In a country where a book is a bestseller if it sells 5,000 copies, the reading culture is hardly vibrant. ‘Bestselling’ novelist Mohsin Hamid will not be mobbed if he goes for a coffee in Karachi’s fashionable Zamzama Boulevard. “For millions of people even a cheap book costs double their daily wage. Millions more can't even read because we never bothered to educate them. So reading is mostly a pastime for a middle class minority who some how acquired the habit at an early age,” says Mohammed Hanif, the author of the international bestseller A Case of Exploding Mangoes.
“The reading scene was more depressing till some time ago,” says Junaid Zuberi, a financial analyst in Karachi’s posh Clifton neighbourhood, who describes himself as a lover of arts and literature. “There weren’t many readers. Bookshops were closing down. Libraries could be counted on fingertips. The arrival of the Internet further dampened the book-reading culture.” However, publishers are now taking more initiatives to organize literary gatherings through book launch parties. Karachi has also seen the opening of a few literary cafes that hold at least one book-related event every week.
"Pakisan had a thriving popular fiction scene in the seventies but that is being replaced by political rants and pseudo-religious texts,” says novelist Hanif. “Islamic publishing is going through a boom period. You can find books on Islamic medicine, Islamic banking, Islamic parenting... But I have seen some young people who are very very keen readers and I keep hoping there'll be more of them.”
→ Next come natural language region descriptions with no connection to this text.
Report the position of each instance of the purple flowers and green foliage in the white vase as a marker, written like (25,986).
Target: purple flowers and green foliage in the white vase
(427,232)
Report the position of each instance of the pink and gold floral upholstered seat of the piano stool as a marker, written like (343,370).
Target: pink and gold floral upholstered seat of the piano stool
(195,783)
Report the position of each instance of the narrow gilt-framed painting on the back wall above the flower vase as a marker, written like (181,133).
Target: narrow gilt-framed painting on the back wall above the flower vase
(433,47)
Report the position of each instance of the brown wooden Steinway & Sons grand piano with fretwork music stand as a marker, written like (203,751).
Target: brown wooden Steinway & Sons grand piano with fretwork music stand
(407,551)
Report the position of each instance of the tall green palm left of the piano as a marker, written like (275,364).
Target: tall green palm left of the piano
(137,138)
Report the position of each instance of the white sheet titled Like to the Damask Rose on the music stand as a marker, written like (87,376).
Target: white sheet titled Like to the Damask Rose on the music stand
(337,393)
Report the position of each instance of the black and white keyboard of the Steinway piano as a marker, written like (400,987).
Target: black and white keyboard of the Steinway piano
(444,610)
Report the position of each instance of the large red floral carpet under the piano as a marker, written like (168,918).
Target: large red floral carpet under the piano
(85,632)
The domestic readers may be indifferent to the Pakistani authors writing in English, but they are becoming a rage in the global literary circuit. Short story writer Daniyal Mueenuddin is regularly published in the prestigious New Yorker magazine. Journalist Ahmed Rashid is a fixture in The New Yorker Review of Books. Young novelists such as Ali Sethi have become the darlings of the Western press that is hungry to know more about the inner life of a country frequently described as “the world’s most dangerous place.” In the Jaipur Literature Festival held in 2010, Sethi was flooded with interview requests from American journalists. In fact, he won’t be able to make it to Karachi due to his book promotional tour in the US.
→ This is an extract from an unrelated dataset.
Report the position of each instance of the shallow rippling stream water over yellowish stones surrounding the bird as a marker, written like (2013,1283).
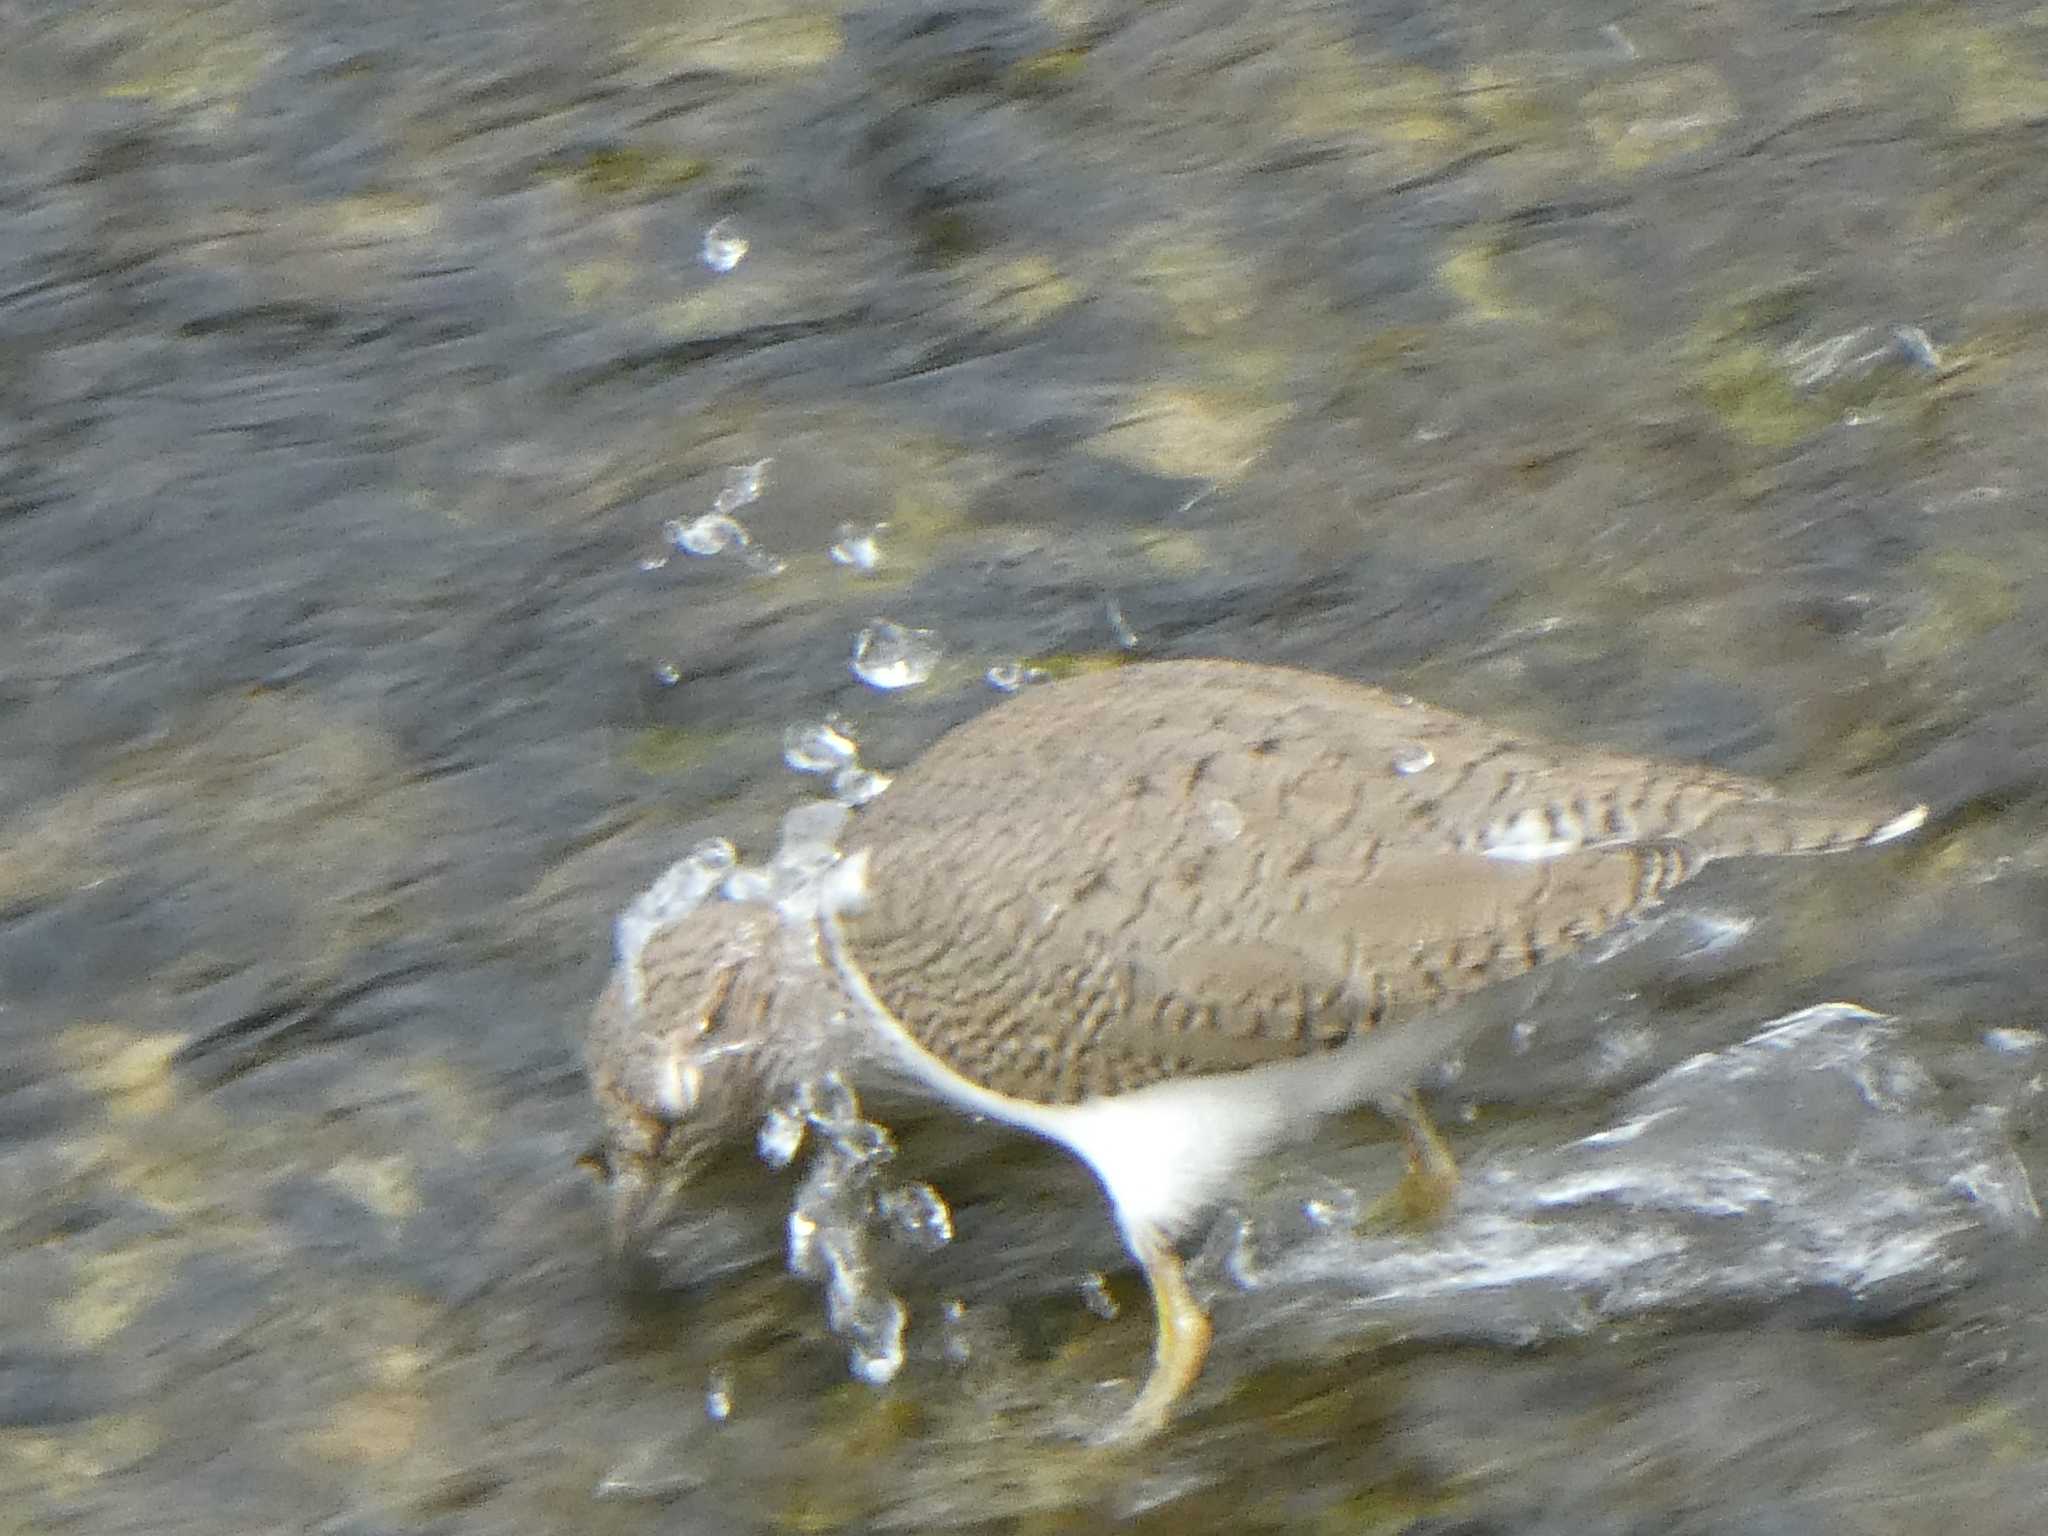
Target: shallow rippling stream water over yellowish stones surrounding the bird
(456,460)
Perhaps it is the renewed interest in the country that Pakistan’s Diaspora writers have started returning to the country. Daniyal Mueenuddin whose stories subtly unravel the life of the feudal society graduated in the US but now he runs a farm in rural Punjab. In 2008, Muhammed Hanif returned to Karachi after 12 years in London. “Our writers are coming home to find stories and collect materials so they can present themselves to the West as insiders,” Saiyid says. “The credibility is not the same if they write from abroad.”
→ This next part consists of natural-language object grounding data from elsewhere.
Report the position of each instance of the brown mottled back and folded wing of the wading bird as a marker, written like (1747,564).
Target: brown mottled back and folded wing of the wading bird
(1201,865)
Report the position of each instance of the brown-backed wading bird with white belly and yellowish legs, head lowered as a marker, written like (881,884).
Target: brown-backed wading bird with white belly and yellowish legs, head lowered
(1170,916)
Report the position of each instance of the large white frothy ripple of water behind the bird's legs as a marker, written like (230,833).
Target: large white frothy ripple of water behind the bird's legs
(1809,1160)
Since the festival was planned on a short notice and lacks any government or corporate sponsorship, it didn’t even have a PR firm to do its publicity. In a bookstore in Karachi’s glitzy Dolmen Mall, browsers were unaware of it. “Not one of us knows about it,” says Yumna Zia, a business student of the city’s Shaheed Zulfikar Ali Bhutto Institute of Science and Technology who had come to buy books with college friends. “But the idea is good.”